Posted by keith1942 on June 13, 2015

There is an old saying, ‘deaths come in threes’. It certainly seems o this week, with three important names in the world of cinema.

 

As Mycroft Holmes

As Mycroft Holmes

Christopher Lee; I was amazed at how long was the list of his screen appearances on IMDB. He played not only in many films but also in several film industries. The newspapers are already ‘identifying’ his key roles. Mine are all early in his career. There affine later performances but in the early days he appeared in key and fine films.

There are the great Hammer horrors:

The Curse of Frankenstein 1957.

The Hounds of the Baskervilles 1959,

Dracula: Prince of Darkness 1966.

I saw all of them in the cinema whilst reviewers worried over my moral corruption. My taste in horror was settled in those films and their performances.

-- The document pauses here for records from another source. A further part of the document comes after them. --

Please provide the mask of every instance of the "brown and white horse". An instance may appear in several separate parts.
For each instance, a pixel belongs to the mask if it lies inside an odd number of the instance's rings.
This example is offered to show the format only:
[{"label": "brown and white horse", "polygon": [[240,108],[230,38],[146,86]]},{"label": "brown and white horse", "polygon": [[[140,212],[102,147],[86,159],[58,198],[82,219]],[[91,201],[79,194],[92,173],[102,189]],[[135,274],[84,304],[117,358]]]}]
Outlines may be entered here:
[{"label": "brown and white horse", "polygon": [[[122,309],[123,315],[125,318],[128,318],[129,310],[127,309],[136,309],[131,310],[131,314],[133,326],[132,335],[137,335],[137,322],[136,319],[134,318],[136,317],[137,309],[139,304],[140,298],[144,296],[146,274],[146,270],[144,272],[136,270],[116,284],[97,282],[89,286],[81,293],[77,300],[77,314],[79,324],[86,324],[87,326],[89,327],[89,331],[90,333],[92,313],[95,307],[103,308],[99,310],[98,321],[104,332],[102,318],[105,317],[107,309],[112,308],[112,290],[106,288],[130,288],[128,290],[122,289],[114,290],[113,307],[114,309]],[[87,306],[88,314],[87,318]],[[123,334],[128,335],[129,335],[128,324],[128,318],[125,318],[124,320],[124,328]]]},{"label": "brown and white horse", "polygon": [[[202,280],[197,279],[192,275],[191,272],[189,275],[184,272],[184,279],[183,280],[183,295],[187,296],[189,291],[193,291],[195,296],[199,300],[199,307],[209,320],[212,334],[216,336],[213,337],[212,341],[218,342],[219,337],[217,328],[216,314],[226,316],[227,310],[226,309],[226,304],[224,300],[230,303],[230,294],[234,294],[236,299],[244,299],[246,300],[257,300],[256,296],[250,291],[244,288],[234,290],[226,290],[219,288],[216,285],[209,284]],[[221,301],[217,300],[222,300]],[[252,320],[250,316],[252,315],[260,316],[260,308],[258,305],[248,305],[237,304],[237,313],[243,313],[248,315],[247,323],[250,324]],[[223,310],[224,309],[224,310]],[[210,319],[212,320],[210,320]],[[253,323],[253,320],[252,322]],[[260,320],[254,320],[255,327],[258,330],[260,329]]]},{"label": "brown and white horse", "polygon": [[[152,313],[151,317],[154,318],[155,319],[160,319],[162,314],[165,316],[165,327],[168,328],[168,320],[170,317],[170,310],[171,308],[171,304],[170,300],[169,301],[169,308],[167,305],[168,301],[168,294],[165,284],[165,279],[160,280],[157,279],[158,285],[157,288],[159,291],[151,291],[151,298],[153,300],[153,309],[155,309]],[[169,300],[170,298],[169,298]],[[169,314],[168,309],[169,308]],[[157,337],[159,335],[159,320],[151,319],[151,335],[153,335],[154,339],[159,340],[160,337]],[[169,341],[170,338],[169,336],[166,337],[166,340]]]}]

The Wicker Man (1973) sort of subverted hammer though I always thought the film was overrated, but Lee was its best feature along with the cinematography in the final sequence; by Harry Waxman.

And then there was The Private Life of Sherlock Holmes (1970). This is the finest portrayal of the great detective on film: but then it was written by Billy Wilder and I. A. L. Diamond and directed by Wilder.

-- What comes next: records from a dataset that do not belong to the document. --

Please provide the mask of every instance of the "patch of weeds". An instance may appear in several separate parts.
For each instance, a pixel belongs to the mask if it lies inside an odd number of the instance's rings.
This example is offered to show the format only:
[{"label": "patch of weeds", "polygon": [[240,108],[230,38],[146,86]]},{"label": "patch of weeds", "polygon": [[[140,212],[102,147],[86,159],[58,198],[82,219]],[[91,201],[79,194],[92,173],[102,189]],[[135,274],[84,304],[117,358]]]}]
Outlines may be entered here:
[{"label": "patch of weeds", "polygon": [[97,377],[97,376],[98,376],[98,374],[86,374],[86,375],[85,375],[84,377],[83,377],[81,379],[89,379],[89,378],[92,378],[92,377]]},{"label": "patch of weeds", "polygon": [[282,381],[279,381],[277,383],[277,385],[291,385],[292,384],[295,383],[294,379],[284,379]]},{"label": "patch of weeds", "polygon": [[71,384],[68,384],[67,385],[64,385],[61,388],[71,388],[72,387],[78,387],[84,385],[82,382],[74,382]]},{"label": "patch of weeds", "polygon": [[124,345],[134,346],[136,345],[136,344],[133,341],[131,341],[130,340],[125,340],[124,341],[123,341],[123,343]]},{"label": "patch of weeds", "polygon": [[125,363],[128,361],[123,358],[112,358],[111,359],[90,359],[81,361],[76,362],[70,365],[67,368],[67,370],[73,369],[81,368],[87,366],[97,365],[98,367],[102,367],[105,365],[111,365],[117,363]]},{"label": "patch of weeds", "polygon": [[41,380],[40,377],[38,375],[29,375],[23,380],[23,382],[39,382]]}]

Ron Moody with Oliver Reed.

Ron Moody with Oliver Reed.

Ron Moody: he also made a number of films but, for me, it is one performance that stands out: his Fagin in Oliver! (1968). The character is problematic in terms of prejudicial representation of Jewish people, (also true in the book). The BBC played an interview clips with Moody this morning. He said when the film came out he was most nervous about review that would appear in ‘The Jewish Chronicle’. To his relief the review stated that the film was ‘suitable family viewing’. He opined that this was the apogee of critical terms in the Chronicle.

Ornette Coleman.

Ornette Coleman.

Finally Ornette Coleman, a jazz rather than film performer. In fact he was one of the truly great innovators and performers in Jazz. Surely one of his recordings should be included in a desert island ten. However he scored one very appropriate film, The Naked Lunch (1991). And along with the recordings there is a film portrait, Ornette Coleman: Made in America (1985).

All will be missed. And I shall watch or listen to all three over the coming week. Especially Coleman who was the most active in recent years.